Яйцыря не утешило даже хрипение Ворона, явно предсмертное. Толстяк лежал на прилавке, пузом кверху, и не способен был шевельнуть ни рукой, ни ногой. Не иначе, как чародей применил «мертвячку», слыхали мы про такое заклятье.
…Но
Ворон наконец заткнулся, покойничек, зато Пупырчик продолжал визжать, да и Тюляга тоже стонал. Ох, всем досталось, мало не покажется. И это, чтоб меня Цапля Разящая заклевала, еще только самое начало! Известно ведь: поднявший руку на чародея очень скоро возжелает эту самую руку отгрызть — как говорится, собственноручно. Да только не все отделываются такой малостью…)
Набережная словно вымерла. Весь город — затаился, не копошились под стенами коты, не блестели глазами из подворотен ночные добытчики: «мотыльки сумерек», которые «свободные охотницы», а не в домах «матушек» и «тётушек» работают, тоже не прохаживались; даже крысы, истинные хозяева человечьих домов, куда-то позадевались.
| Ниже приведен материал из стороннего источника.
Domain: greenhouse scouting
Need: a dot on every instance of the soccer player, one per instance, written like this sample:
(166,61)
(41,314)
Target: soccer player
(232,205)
Иссканр с удивлением оглядел правую руку, которая сама собой легла на навершие меча.
За спиной с невыносимо тихим шипением погас на мосту последний фонарь. На Набережной они уже не горели вовсе (это Иссканр заметил только сейчас и, кажется, совсем не испугался); улица была погружена по самые крыши в густую, тягучую тьму. И звезд, как назло, почти не было видно, и луна спряталась за облаками…
«Я не сверну», — яростно подумал Иссканр.
— Я не сверну! — Слова прозвучали величайшей ересью, за которую в лучшем случае отправят на костер. — Я не сверну!
Вместо того чтобы коснуться рукояти меча, он поднял руку и потрогал мешочек, висевший на шее.
И поспешил в темный проем между домами — привычным путем, которому и темнота не помеха.
(Яйцырь наконец-то ухитрился повернуть голову в сторону визжащего Пупырчика и стонущего Тюляги. Как раз вовремя, чтобы увидеть, как ступениат без браслета (или всё-таки — чародей без посоха?..) в раздумье кусает нижнюю губу.
Потом вздрогнул еще раз, шепнул что-то — Яйцырю показалось: «Всё равно уже поздно», но точно он не был уверен — и склонился над Пупырчиком.
«Добивать будет», — с внезапно снизошедшим на него спокойствием понял Яйцырь.)
Всё устроилось как-то само собой, Кайнору оставалось только удивляться своему безразличию к собственной судьбе. А если бы таариг сотоварищи не отыскал утопленникова тела? А если бы Матиль не грохнулась в обморок прямо в трактирчике? А если бы Борк-Шрам не был приятелем Гвоздя?
Ну нет так нет, досталось бы тогда Кайнору по самые бубенцы на колпаке его шутовском — и правильно, за дело. Не потащился бы в Три Сосны — ничего бы не случилось.
Борк-Шрам, хоть и приятель, а развязывать его не торопился: молодцы, выделенные тааригом, скучали поодаль, но скучали бдительно. Трактирщик просто вытер Гвоздю лицо мокрым полотенцем — это уже когда обморочную Матиль уложили на соседний стол и убедились, что жива-здорова, дышит и с пульсом у нее всё в порядке. (Господин Туллэк, местный врачеватель, как раз вовремя подоспел.)